賀雲錚驀然緊抿了嘴唇,卻是繃緊了脊背,目光死死盯住透著冷風的門縫。
洛嘉意味不明地看著他的背影,竟福至心靈地察覺,他想反駁她,反駁他與她不同。
可哪裡不同呢?難道她所作所為,是讓事情往更差的地方去了嗎?
如果不是她從中調和,柳元魁當初怕是早被長公主與太后直接摁死,連搭上建隆帝的機會都沒有了!

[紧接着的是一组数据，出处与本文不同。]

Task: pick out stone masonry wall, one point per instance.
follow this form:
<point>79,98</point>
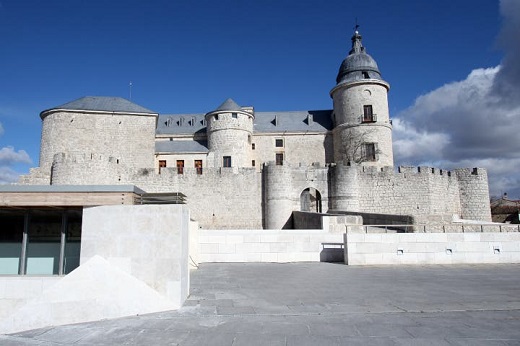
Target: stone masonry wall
<point>128,138</point>
<point>428,194</point>
<point>219,198</point>
<point>474,193</point>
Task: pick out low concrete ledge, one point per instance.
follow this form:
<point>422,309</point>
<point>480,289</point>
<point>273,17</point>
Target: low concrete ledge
<point>264,245</point>
<point>431,248</point>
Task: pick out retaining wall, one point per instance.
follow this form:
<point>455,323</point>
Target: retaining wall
<point>263,245</point>
<point>431,248</point>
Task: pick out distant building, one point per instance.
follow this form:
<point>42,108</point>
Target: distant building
<point>242,169</point>
<point>505,210</point>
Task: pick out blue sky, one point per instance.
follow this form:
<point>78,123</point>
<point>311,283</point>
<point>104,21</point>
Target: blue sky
<point>188,57</point>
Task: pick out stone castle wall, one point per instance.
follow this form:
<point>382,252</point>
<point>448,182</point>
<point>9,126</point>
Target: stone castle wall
<point>350,129</point>
<point>219,198</point>
<point>127,138</point>
<point>428,194</point>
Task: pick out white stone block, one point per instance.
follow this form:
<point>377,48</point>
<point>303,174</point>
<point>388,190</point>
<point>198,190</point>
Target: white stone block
<point>472,237</point>
<point>269,238</point>
<point>226,248</point>
<point>269,257</point>
<point>234,239</point>
<point>277,247</point>
<point>209,248</point>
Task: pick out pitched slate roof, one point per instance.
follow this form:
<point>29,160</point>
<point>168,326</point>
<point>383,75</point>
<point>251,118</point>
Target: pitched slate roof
<point>228,105</point>
<point>102,103</point>
<point>294,121</point>
<point>265,122</point>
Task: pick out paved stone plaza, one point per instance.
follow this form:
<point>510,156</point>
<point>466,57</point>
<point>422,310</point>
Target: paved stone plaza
<point>320,304</point>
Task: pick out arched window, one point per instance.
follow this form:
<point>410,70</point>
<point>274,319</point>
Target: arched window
<point>310,200</point>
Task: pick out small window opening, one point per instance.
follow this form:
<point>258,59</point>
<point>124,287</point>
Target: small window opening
<point>368,114</point>
<point>198,166</point>
<point>162,163</point>
<point>226,161</point>
<point>180,166</point>
<point>370,152</point>
<point>279,159</point>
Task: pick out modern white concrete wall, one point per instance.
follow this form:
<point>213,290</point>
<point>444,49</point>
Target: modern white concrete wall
<point>264,245</point>
<point>15,291</point>
<point>431,248</point>
<point>134,260</point>
<point>149,242</point>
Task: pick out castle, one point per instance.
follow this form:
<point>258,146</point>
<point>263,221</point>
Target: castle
<point>241,169</point>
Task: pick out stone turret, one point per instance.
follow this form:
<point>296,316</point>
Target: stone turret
<point>83,138</point>
<point>362,128</point>
<point>229,130</point>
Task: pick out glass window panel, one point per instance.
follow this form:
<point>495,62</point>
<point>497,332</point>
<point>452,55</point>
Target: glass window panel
<point>73,241</point>
<point>43,246</point>
<point>11,234</point>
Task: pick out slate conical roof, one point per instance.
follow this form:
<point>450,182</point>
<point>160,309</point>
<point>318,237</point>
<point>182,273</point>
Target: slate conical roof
<point>358,64</point>
<point>103,104</point>
<point>228,105</point>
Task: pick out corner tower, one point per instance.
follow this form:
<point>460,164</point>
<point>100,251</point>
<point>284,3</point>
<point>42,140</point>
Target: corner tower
<point>229,130</point>
<point>362,129</point>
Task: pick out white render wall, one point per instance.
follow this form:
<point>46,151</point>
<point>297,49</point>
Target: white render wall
<point>149,242</point>
<point>431,248</point>
<point>264,245</point>
<point>134,260</point>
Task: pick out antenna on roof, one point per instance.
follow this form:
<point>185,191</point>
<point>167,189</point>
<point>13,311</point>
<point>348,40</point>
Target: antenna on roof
<point>356,27</point>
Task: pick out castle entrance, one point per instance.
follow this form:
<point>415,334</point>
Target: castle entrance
<point>310,200</point>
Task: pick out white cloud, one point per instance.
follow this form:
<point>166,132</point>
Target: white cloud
<point>9,159</point>
<point>8,175</point>
<point>9,156</point>
<point>474,122</point>
<point>464,124</point>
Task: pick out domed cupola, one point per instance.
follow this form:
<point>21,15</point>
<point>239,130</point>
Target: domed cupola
<point>358,64</point>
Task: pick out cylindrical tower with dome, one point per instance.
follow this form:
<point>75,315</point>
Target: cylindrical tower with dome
<point>362,129</point>
<point>229,129</point>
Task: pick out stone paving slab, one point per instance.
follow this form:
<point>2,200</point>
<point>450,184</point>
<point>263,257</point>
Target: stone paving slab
<point>320,304</point>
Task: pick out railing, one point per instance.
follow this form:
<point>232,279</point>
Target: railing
<point>432,228</point>
<point>161,198</point>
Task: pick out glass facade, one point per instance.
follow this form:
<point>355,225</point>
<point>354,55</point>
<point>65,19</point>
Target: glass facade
<point>40,241</point>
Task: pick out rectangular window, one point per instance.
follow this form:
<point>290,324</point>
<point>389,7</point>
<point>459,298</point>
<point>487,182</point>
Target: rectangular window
<point>162,163</point>
<point>11,240</point>
<point>198,166</point>
<point>368,114</point>
<point>40,241</point>
<point>370,152</point>
<point>180,166</point>
<point>279,159</point>
<point>226,161</point>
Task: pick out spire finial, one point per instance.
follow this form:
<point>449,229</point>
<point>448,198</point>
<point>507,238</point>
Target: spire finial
<point>357,46</point>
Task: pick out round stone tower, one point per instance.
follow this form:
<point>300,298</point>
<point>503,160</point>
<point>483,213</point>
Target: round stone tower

而鄭叔蘅之事,多日前推賀雲錚到秦恆面前之事,難道就是她願意看到的嗎?
她亦是受害者,憑什麼只苛責她?
她在夾縫中存活至今,慣用的只有用最小的代價去獲得最大的利益,她哪裡有錯!?
長久的沉默後,賀雲錚閉上眼,嗓音喑啞:「卑職不與郡主爭辯,今日夜深,明日一早卑職更有任務在身,還請公主早些回府。」
洛嘉血脈里賁張的激流霎時一寒。
明日一早……這實心眼的蠢貨難道就沒有考慮過,這一趟去了,他還能活著回來麼?
今夜她來時,聽到宮中有了動靜,通過線人的描述,作為女子,她已赫然明白過來宮裡是怎麼了。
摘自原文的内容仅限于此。